According to businesses in the gold sector, SJC gold prices have soared since early 2024, hitting 101.5 million VND per tael on March 31 — marking a record high. At the same time, global gold prices also jumped to 3,100 USD per ounce. This surge reflects not only international market trends but also domestic and global economic conditions, particularly inflation and economic instability.

In the international market, analysts attribute the gold price rally to geopolitical tensions, financial crises in major economies, US tariff policies, and central banks worldwide increasing their gold reserves. These factors have driven demand for gold as a safe investment.
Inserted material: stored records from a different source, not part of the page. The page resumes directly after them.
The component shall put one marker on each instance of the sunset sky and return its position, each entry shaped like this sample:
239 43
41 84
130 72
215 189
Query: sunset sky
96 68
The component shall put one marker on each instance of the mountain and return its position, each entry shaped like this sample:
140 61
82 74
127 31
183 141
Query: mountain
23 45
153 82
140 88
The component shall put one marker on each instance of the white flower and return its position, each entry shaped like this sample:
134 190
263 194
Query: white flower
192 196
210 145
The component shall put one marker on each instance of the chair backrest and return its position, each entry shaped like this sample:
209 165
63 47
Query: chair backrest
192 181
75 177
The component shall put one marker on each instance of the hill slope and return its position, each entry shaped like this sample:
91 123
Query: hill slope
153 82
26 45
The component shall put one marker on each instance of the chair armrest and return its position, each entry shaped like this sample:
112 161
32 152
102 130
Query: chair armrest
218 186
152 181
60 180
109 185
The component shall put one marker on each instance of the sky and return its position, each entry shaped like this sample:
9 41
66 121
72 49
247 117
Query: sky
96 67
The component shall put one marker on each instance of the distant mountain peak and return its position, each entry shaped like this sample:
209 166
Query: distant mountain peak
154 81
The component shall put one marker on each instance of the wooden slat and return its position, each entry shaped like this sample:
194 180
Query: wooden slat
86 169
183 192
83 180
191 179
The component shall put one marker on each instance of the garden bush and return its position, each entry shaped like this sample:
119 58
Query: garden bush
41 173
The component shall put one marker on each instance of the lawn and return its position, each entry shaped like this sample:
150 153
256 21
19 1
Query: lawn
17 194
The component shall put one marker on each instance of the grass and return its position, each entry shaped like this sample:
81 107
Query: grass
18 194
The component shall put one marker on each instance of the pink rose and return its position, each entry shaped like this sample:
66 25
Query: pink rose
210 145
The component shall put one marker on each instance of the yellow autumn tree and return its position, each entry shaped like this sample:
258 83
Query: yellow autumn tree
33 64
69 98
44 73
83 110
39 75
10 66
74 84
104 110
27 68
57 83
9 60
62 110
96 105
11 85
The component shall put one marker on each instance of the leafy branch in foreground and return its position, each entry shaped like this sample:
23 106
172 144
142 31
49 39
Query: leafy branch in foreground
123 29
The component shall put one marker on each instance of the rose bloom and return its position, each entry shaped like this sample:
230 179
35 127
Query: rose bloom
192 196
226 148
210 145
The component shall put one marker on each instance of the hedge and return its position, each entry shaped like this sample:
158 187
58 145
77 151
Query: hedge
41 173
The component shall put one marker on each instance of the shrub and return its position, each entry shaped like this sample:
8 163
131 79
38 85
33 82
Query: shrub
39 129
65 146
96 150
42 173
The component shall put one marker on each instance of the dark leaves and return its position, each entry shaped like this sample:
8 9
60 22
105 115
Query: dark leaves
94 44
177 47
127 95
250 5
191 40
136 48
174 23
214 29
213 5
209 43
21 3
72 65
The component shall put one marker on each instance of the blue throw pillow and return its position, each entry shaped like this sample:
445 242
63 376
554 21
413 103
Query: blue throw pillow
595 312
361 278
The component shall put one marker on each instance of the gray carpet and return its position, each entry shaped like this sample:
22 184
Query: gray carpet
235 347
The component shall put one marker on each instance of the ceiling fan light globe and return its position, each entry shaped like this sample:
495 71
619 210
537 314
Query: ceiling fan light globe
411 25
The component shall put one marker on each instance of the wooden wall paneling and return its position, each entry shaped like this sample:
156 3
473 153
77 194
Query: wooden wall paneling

Another key driver is the weakening USD and loose monetary policies from major central banks. As interest rates remain low and money supply expands, investors turn to gold as a reliable store of value. This explains the continuous price climb in recent months.

According to financial expert Dr Nguyen Tri Hieu, Vietnam's gold prices are largely driven by global trends. The shortage of domestic supply, low savings interest rates, and a "buy-to-win" mindset have further fuelled the surge, pushing SJC gold and jewellery gold above 101 million VND per tael.

Over the past year, jewellery gold has risen by 30 million VND per tael (up 43%), while SJC gold has increased by 19 million VND per tael (up 23%).

Caution amidst potential risks

While gold is a long-term stable asset, it is not always a safe investment. Experts warn that short-term trading at current prices carries high risks. If gold prices drop suddenly, investors may face significant losses.

The market does not always follow an upward trend. Gold prices fluctuate due to global economic shifts, including central bank policies, especially those of the U.S. Federal Reserve (FED). If the FED raises interest rates to curb inflation, gold may lose its appeal as other investments become more attractive.

For inexperienced investors, entering the gold market at peak prices can be risky. Experts advise caution, as a sharp decline could lead to heavy losses.